The official objections filed Monday were primarily from public-sector unions, whose retirees and pensioners stand to lose mightily if the city's bankruptcy filing under Chapter 9 were to proceed. They argue that Detroit is not insolvent, despite its claim that it owes creditors billions of dollars, and they take issue with the debt assessment of Kevyn Orr, the emergency financial manager for the city appointed in May by Michigan Gov. Rick Snyder (R).
Mr. Orr says Detroit is saddled with at least $18 billion in debt, including $3.5 billion in underfunded pension liabilities and $5.7 billion in other retiree benefits.

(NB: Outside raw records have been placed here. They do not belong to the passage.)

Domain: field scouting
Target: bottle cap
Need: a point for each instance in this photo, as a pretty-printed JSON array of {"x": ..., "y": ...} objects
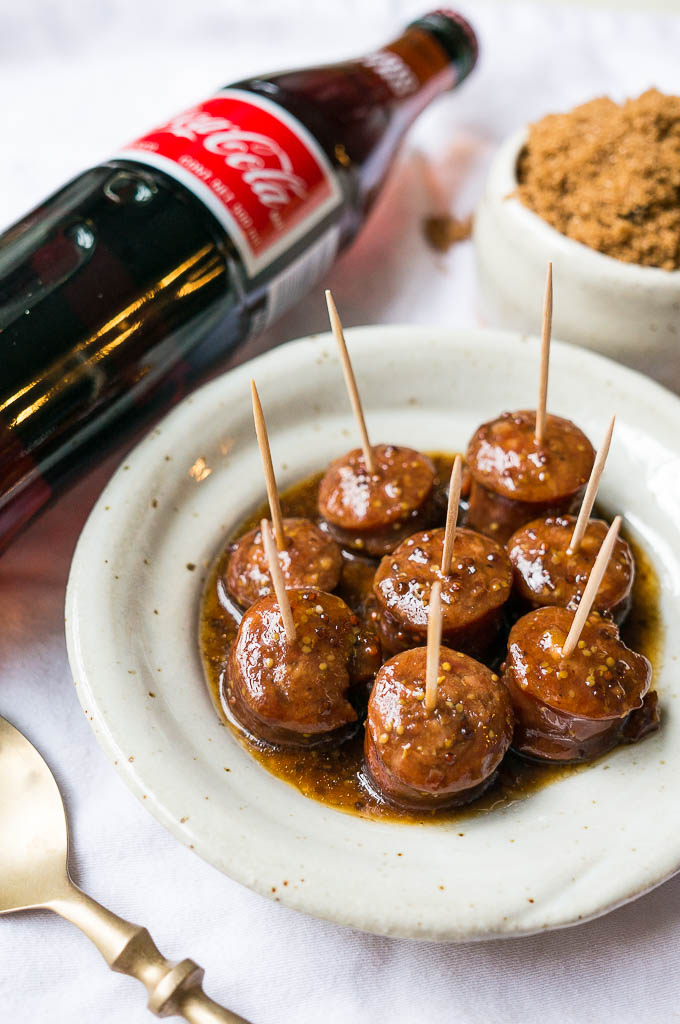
[{"x": 455, "y": 35}]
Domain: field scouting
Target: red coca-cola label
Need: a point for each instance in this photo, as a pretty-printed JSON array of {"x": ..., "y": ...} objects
[{"x": 259, "y": 171}]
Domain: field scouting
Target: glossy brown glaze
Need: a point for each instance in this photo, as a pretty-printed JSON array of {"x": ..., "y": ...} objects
[
  {"x": 310, "y": 558},
  {"x": 373, "y": 512},
  {"x": 516, "y": 479},
  {"x": 547, "y": 571},
  {"x": 473, "y": 593},
  {"x": 569, "y": 709},
  {"x": 443, "y": 757},
  {"x": 334, "y": 774},
  {"x": 298, "y": 692}
]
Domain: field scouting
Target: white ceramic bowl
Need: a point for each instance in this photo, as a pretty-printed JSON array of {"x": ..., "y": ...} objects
[
  {"x": 626, "y": 311},
  {"x": 567, "y": 852}
]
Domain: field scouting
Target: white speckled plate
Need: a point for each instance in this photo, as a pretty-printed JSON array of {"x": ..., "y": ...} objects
[{"x": 568, "y": 852}]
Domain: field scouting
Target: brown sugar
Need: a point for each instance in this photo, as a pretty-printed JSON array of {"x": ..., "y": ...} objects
[
  {"x": 608, "y": 175},
  {"x": 444, "y": 231}
]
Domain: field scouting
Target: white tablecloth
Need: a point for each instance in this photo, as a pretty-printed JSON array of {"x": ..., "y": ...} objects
[{"x": 75, "y": 80}]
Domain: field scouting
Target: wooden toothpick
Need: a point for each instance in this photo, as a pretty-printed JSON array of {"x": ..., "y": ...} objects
[
  {"x": 350, "y": 382},
  {"x": 452, "y": 514},
  {"x": 592, "y": 587},
  {"x": 433, "y": 645},
  {"x": 545, "y": 358},
  {"x": 278, "y": 581},
  {"x": 591, "y": 491},
  {"x": 267, "y": 466}
]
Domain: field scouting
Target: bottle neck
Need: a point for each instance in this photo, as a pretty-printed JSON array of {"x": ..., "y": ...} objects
[{"x": 414, "y": 69}]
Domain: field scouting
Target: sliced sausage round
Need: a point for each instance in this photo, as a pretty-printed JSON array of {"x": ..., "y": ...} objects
[
  {"x": 372, "y": 512},
  {"x": 547, "y": 571},
  {"x": 473, "y": 593},
  {"x": 576, "y": 708},
  {"x": 439, "y": 758},
  {"x": 295, "y": 694},
  {"x": 310, "y": 558},
  {"x": 516, "y": 479}
]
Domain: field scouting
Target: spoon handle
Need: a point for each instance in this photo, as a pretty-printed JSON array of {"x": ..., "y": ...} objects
[{"x": 173, "y": 988}]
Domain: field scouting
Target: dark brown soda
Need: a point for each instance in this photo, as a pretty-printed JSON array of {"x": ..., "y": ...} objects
[{"x": 122, "y": 290}]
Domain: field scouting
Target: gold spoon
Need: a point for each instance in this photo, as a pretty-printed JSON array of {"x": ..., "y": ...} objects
[{"x": 34, "y": 873}]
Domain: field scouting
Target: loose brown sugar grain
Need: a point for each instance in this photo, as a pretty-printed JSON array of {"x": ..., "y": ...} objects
[
  {"x": 608, "y": 175},
  {"x": 442, "y": 232}
]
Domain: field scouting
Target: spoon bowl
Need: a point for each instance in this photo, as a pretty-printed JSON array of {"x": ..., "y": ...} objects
[{"x": 34, "y": 873}]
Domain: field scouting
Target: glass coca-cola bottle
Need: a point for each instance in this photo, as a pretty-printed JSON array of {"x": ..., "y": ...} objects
[{"x": 130, "y": 282}]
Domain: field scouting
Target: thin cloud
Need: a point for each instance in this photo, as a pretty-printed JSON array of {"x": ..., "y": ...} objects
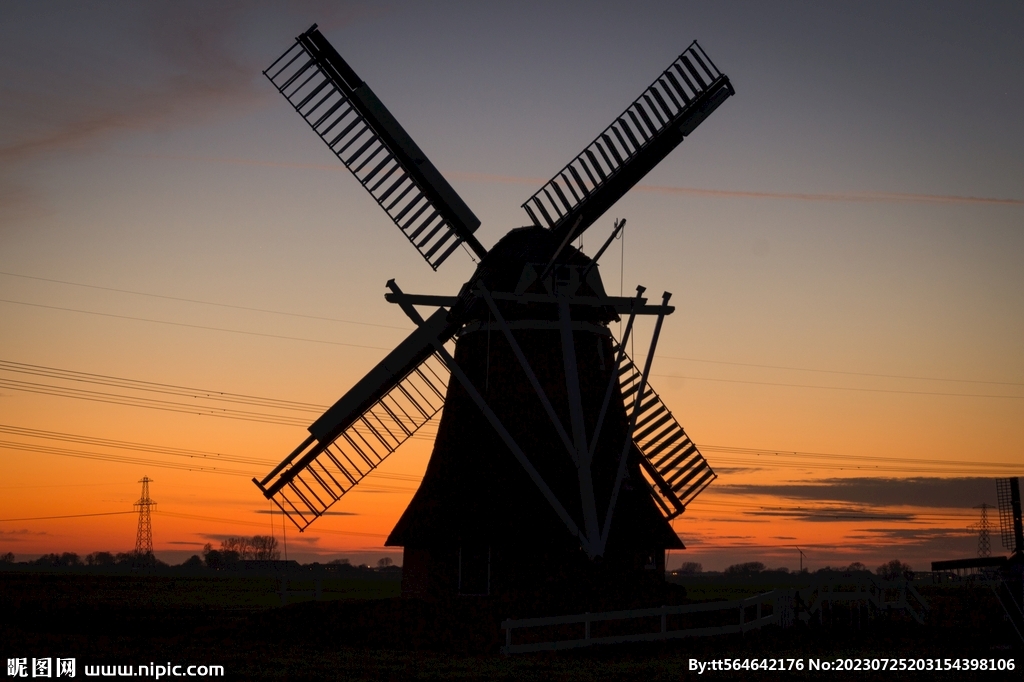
[
  {"x": 847, "y": 197},
  {"x": 918, "y": 492}
]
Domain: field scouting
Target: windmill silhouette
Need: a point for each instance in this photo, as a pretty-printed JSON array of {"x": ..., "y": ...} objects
[{"x": 555, "y": 462}]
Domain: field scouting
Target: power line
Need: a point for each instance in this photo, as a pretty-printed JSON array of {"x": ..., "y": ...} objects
[
  {"x": 201, "y": 302},
  {"x": 135, "y": 401},
  {"x": 46, "y": 518},
  {"x": 157, "y": 387},
  {"x": 352, "y": 322},
  {"x": 263, "y": 524},
  {"x": 212, "y": 329}
]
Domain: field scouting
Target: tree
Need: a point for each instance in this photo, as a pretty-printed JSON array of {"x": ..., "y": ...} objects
[
  {"x": 99, "y": 559},
  {"x": 193, "y": 562},
  {"x": 263, "y": 548},
  {"x": 58, "y": 560},
  {"x": 895, "y": 569}
]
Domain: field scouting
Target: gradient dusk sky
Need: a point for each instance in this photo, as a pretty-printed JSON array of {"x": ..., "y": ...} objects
[{"x": 844, "y": 240}]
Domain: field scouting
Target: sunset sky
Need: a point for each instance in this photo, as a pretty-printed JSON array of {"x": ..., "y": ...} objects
[{"x": 844, "y": 240}]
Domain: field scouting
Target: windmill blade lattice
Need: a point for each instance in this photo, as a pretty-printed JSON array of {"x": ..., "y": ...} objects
[
  {"x": 395, "y": 398},
  {"x": 318, "y": 473},
  {"x": 649, "y": 128},
  {"x": 359, "y": 130},
  {"x": 675, "y": 469}
]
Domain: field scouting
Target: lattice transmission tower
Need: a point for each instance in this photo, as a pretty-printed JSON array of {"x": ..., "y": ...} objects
[
  {"x": 143, "y": 539},
  {"x": 983, "y": 526}
]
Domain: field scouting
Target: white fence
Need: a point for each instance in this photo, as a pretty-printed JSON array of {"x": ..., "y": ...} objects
[{"x": 780, "y": 609}]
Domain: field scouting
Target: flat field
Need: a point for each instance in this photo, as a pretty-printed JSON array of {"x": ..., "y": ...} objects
[{"x": 361, "y": 630}]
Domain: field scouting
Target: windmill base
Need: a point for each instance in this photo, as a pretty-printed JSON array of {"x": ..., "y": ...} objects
[{"x": 546, "y": 579}]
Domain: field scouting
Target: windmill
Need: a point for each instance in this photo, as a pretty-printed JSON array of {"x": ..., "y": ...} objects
[{"x": 555, "y": 460}]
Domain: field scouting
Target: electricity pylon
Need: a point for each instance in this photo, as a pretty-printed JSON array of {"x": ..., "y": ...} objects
[
  {"x": 143, "y": 539},
  {"x": 983, "y": 526}
]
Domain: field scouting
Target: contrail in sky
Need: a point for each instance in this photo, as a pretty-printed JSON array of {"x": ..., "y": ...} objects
[{"x": 855, "y": 197}]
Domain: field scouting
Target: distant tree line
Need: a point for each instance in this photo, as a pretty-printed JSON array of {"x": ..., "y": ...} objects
[{"x": 238, "y": 548}]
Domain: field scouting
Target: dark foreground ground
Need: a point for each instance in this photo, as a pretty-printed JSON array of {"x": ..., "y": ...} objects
[{"x": 361, "y": 630}]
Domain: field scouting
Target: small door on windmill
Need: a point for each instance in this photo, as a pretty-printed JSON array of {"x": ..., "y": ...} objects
[{"x": 474, "y": 569}]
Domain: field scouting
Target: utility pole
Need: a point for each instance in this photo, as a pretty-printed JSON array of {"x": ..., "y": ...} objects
[{"x": 143, "y": 538}]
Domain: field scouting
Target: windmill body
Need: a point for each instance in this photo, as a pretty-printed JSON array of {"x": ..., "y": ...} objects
[
  {"x": 478, "y": 524},
  {"x": 556, "y": 465}
]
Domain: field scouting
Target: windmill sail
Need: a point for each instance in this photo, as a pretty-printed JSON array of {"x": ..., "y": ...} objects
[
  {"x": 407, "y": 389},
  {"x": 649, "y": 128},
  {"x": 676, "y": 471},
  {"x": 361, "y": 132},
  {"x": 1008, "y": 494},
  {"x": 370, "y": 422}
]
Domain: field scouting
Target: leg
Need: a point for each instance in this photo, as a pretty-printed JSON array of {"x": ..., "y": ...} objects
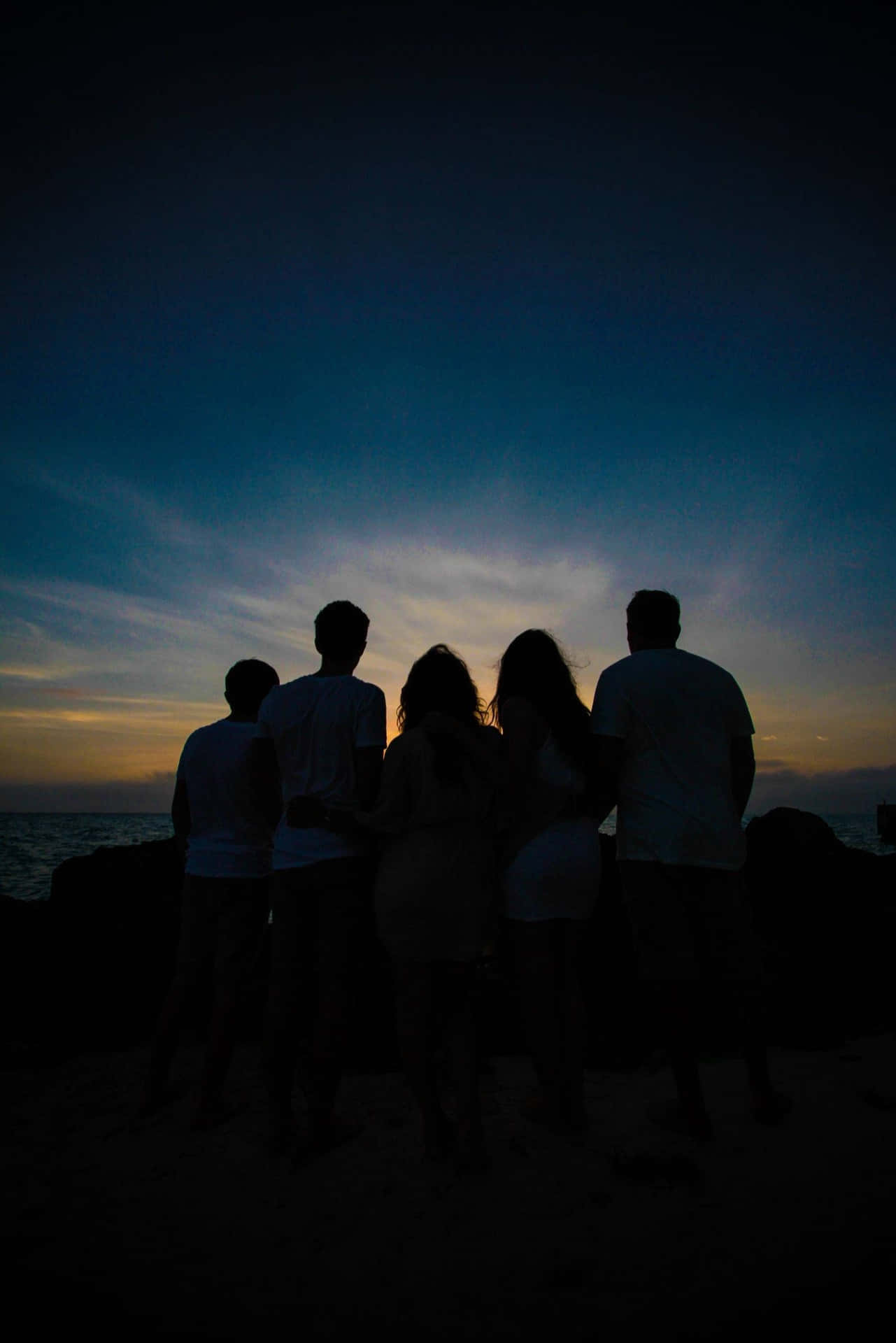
[
  {"x": 573, "y": 1017},
  {"x": 281, "y": 1018},
  {"x": 732, "y": 955},
  {"x": 194, "y": 950},
  {"x": 455, "y": 989},
  {"x": 243, "y": 907},
  {"x": 656, "y": 902},
  {"x": 415, "y": 1021},
  {"x": 340, "y": 893},
  {"x": 536, "y": 975}
]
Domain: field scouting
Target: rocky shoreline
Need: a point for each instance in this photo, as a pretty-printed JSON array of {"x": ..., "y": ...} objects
[{"x": 87, "y": 967}]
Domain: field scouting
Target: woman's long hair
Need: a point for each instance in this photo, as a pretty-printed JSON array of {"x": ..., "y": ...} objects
[
  {"x": 439, "y": 680},
  {"x": 535, "y": 668}
]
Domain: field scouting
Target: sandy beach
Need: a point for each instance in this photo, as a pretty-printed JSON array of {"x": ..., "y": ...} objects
[{"x": 160, "y": 1232}]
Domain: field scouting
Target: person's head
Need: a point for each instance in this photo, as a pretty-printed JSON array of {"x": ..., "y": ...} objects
[
  {"x": 246, "y": 685},
  {"x": 340, "y": 633},
  {"x": 652, "y": 620},
  {"x": 439, "y": 680},
  {"x": 535, "y": 668}
]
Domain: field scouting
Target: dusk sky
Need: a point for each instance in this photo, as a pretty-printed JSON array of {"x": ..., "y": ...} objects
[{"x": 481, "y": 320}]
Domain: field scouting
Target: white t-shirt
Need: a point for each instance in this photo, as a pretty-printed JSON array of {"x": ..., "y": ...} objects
[
  {"x": 316, "y": 724},
  {"x": 229, "y": 836},
  {"x": 677, "y": 715}
]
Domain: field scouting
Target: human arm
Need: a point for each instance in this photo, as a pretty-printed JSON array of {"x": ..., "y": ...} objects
[
  {"x": 744, "y": 770},
  {"x": 604, "y": 774},
  {"x": 265, "y": 774},
  {"x": 369, "y": 772},
  {"x": 180, "y": 814}
]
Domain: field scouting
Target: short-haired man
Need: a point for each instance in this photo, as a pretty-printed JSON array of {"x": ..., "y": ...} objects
[
  {"x": 226, "y": 897},
  {"x": 675, "y": 750},
  {"x": 320, "y": 740}
]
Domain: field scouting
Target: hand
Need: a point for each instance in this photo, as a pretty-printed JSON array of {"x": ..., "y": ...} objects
[{"x": 304, "y": 813}]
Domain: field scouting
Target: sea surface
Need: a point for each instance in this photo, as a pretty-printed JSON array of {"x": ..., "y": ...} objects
[{"x": 33, "y": 844}]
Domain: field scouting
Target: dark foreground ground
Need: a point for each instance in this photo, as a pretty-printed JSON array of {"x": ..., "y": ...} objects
[{"x": 630, "y": 1233}]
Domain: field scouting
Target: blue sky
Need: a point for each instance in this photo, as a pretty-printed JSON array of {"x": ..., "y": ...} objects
[{"x": 474, "y": 340}]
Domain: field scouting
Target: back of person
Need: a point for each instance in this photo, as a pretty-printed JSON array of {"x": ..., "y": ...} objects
[
  {"x": 677, "y": 715},
  {"x": 316, "y": 724},
  {"x": 229, "y": 834}
]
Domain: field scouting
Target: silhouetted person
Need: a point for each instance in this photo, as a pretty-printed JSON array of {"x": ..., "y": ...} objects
[
  {"x": 675, "y": 747},
  {"x": 442, "y": 801},
  {"x": 218, "y": 817},
  {"x": 320, "y": 743},
  {"x": 553, "y": 877}
]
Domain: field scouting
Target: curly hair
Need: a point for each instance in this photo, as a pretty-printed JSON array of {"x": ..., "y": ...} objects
[
  {"x": 535, "y": 668},
  {"x": 439, "y": 680}
]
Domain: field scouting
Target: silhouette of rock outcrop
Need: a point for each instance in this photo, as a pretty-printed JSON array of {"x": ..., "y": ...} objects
[
  {"x": 827, "y": 916},
  {"x": 90, "y": 966}
]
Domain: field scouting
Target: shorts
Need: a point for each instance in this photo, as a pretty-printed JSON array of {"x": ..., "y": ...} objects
[
  {"x": 691, "y": 923},
  {"x": 222, "y": 921},
  {"x": 318, "y": 915}
]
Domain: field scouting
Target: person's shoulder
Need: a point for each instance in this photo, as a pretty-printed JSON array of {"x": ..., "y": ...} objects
[
  {"x": 706, "y": 668},
  {"x": 203, "y": 738},
  {"x": 366, "y": 688},
  {"x": 617, "y": 672}
]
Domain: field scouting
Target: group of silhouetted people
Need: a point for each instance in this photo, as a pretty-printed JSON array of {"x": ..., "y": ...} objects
[{"x": 289, "y": 810}]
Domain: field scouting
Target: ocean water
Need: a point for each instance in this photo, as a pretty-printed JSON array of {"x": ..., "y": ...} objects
[{"x": 33, "y": 844}]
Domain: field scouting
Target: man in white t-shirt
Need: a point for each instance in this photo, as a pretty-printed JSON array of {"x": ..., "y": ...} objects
[
  {"x": 226, "y": 897},
  {"x": 675, "y": 751},
  {"x": 320, "y": 744}
]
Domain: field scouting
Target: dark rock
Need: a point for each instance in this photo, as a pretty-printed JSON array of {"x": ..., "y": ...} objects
[
  {"x": 825, "y": 914},
  {"x": 90, "y": 966},
  {"x": 115, "y": 919}
]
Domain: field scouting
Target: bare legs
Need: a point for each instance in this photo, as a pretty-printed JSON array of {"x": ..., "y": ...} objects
[
  {"x": 222, "y": 921},
  {"x": 316, "y": 918},
  {"x": 553, "y": 1013},
  {"x": 434, "y": 998}
]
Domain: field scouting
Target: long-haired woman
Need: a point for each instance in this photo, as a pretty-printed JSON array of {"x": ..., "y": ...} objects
[
  {"x": 439, "y": 805},
  {"x": 553, "y": 876}
]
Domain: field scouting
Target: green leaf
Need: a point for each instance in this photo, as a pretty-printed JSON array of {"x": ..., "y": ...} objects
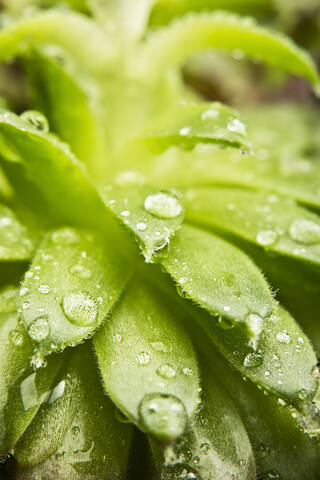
[
  {"x": 148, "y": 365},
  {"x": 271, "y": 222},
  {"x": 220, "y": 278},
  {"x": 280, "y": 447},
  {"x": 217, "y": 444},
  {"x": 21, "y": 389},
  {"x": 64, "y": 28},
  {"x": 152, "y": 216},
  {"x": 70, "y": 98},
  {"x": 190, "y": 124},
  {"x": 165, "y": 11},
  {"x": 73, "y": 282},
  {"x": 17, "y": 242},
  {"x": 45, "y": 174},
  {"x": 172, "y": 45},
  {"x": 83, "y": 445}
]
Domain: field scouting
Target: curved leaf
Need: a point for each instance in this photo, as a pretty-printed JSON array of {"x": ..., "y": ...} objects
[
  {"x": 172, "y": 45},
  {"x": 17, "y": 242},
  {"x": 217, "y": 446},
  {"x": 46, "y": 175},
  {"x": 21, "y": 390},
  {"x": 83, "y": 445},
  {"x": 274, "y": 223},
  {"x": 70, "y": 98},
  {"x": 64, "y": 28},
  {"x": 190, "y": 124},
  {"x": 220, "y": 278},
  {"x": 152, "y": 216},
  {"x": 71, "y": 286},
  {"x": 148, "y": 365}
]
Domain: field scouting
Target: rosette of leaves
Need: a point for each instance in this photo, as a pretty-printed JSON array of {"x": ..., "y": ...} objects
[{"x": 159, "y": 267}]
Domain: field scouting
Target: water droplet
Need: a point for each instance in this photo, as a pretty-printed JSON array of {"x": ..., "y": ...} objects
[
  {"x": 163, "y": 205},
  {"x": 143, "y": 359},
  {"x": 283, "y": 337},
  {"x": 80, "y": 271},
  {"x": 141, "y": 226},
  {"x": 80, "y": 309},
  {"x": 65, "y": 236},
  {"x": 24, "y": 291},
  {"x": 44, "y": 289},
  {"x": 236, "y": 126},
  {"x": 267, "y": 238},
  {"x": 159, "y": 347},
  {"x": 36, "y": 120},
  {"x": 16, "y": 338},
  {"x": 166, "y": 371},
  {"x": 185, "y": 131},
  {"x": 305, "y": 231},
  {"x": 39, "y": 329},
  {"x": 210, "y": 114},
  {"x": 163, "y": 416},
  {"x": 252, "y": 360}
]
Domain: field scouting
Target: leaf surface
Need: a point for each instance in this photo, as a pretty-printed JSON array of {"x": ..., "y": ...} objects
[
  {"x": 73, "y": 282},
  {"x": 148, "y": 365},
  {"x": 172, "y": 45},
  {"x": 86, "y": 445},
  {"x": 152, "y": 216}
]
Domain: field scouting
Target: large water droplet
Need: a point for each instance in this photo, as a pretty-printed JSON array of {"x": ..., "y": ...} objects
[
  {"x": 236, "y": 126},
  {"x": 163, "y": 205},
  {"x": 16, "y": 338},
  {"x": 163, "y": 416},
  {"x": 39, "y": 329},
  {"x": 305, "y": 231},
  {"x": 80, "y": 309},
  {"x": 143, "y": 359},
  {"x": 166, "y": 371},
  {"x": 36, "y": 120},
  {"x": 65, "y": 236},
  {"x": 267, "y": 237}
]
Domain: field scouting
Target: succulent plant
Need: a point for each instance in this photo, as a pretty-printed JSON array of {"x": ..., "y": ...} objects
[{"x": 160, "y": 255}]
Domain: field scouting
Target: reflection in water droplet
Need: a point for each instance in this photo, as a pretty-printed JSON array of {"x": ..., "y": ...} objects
[
  {"x": 236, "y": 126},
  {"x": 36, "y": 120},
  {"x": 163, "y": 205},
  {"x": 163, "y": 416},
  {"x": 80, "y": 309},
  {"x": 16, "y": 338},
  {"x": 166, "y": 371},
  {"x": 305, "y": 231},
  {"x": 143, "y": 359},
  {"x": 267, "y": 238},
  {"x": 39, "y": 329}
]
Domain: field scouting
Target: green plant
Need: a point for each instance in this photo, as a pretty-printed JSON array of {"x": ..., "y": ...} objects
[{"x": 146, "y": 242}]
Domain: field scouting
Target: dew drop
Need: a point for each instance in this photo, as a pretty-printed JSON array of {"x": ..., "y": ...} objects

If the bankruptcy proceeds, it will be the largest of any city in US history.
The unions suggest that Orr is inflating the debt levels to support the political agenda of Governor Snyder, and they also worry that a federal bankruptcy court will void a statute in the state constitution that protects pensions from bankruptcy restructuring.
“The proposal is part of a deliberate strategy mapped out by lawyers now on the city’s legal team in which Chapter 9 is used as ‘leverage’ – a blunt instrument – to force [city] retirees and pension-vested workers into negotiating away their benefits, despite the protection afforded those benefits by the Michigan constitution, which dictates that such benefits should not be at risk in this process at all,” Babette Ceccotti, attorney for the United Auto Workers (UAW), wrote in a court filing.
Many bankruptcy experts say the filing of Monday’s objections is more or less perfunctory and that US Bankruptcy Judge Steven Rhodes, who is presiding over the case, will not likely be swayed by arguments that Detroit's bankruptcy filing would be unconstitutional. They also say that federal law on bankruptcies will trump state constitutional requirements.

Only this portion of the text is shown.